(Dis)ease

(Dis)ease is a chronicle of daily FaceTime conversations with my mother as we navigated the last year of her life, coincidentally the year of the pandemic.

It began in the summer of 2020. While most were sheltering in place during the frantic height of the pandemic, I spent a good portion of the year traveling back and forth from California to Southeastern Pennsylvania to care for my ailing mother following open-heart surgery. Our relationship between those visits consisted of daily FaceTime conversations where I watched her image slip further down the screen towards the unknown, finally ending in early August of 2021 with a final visit together before her passing.

I began documenting our daily conversations, hers relating the vagaries of her weakening body and mine exposing the natural world beyond our confinements.

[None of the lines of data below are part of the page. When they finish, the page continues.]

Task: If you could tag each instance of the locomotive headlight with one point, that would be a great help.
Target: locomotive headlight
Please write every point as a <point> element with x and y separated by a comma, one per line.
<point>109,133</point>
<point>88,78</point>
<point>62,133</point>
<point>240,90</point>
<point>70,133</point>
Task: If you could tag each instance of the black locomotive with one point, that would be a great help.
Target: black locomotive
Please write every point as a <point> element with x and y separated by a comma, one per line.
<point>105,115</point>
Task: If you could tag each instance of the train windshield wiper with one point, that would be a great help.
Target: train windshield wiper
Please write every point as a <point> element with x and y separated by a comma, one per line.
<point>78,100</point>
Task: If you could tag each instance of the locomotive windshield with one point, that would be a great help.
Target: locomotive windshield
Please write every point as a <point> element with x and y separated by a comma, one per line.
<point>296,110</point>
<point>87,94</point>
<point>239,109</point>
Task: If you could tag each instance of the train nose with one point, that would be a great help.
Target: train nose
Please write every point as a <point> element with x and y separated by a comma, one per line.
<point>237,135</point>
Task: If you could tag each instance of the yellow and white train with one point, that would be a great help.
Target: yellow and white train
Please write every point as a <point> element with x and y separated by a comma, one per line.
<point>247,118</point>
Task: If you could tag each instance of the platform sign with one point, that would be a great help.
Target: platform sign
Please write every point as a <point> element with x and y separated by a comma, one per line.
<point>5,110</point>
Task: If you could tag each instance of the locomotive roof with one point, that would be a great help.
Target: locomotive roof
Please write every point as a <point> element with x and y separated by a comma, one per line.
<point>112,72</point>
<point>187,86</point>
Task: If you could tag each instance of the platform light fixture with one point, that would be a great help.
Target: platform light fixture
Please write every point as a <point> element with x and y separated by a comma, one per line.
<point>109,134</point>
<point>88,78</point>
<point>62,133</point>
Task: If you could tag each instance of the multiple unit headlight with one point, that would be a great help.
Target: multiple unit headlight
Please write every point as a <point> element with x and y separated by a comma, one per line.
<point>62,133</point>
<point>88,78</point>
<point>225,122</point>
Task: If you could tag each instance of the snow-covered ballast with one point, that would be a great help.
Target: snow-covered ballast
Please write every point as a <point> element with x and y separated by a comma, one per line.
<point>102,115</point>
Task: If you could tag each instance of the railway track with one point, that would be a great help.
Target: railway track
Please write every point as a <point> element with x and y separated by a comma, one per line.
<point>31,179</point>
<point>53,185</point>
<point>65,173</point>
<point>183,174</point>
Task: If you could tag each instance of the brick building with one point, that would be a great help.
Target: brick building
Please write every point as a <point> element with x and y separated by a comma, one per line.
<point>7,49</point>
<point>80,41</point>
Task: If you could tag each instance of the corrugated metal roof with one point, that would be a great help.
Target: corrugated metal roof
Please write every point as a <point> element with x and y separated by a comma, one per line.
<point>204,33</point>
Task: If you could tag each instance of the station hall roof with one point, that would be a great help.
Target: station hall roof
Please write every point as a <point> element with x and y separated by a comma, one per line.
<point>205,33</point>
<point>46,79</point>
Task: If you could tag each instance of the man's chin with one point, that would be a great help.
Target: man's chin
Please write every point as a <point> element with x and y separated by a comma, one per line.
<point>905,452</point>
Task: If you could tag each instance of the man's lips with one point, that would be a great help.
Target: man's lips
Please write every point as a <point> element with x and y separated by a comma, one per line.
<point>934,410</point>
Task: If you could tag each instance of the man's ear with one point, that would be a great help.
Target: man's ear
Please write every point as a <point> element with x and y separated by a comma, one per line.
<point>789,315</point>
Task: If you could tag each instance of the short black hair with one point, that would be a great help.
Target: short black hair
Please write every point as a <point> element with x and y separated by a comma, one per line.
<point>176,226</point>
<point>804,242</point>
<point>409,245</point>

The isolation, distance, and despair of 2020 were surreal, and as the year progressed, the acknowledgment that her end was near made the experience more abstract. Recursive images inside themselves, repeatedly repeating infinitely as each day transitioned to the next with little to no change other than her getting smaller and weaker and seeming farther and farther away. My mother was stuck in a place she didn’t want to be, filling a tiny screen that contained her once bigger-than-life personality. And I was stuck, unable to be with her due to the vicissitudes of Covid. This is how we spent our time.

FaceTime was a window that encouraged us outside ourselves. As her final days approached, I came to consider it a mirror, reflecting my mortality to me. It was no longer a window shared between us but a portal to our shared future.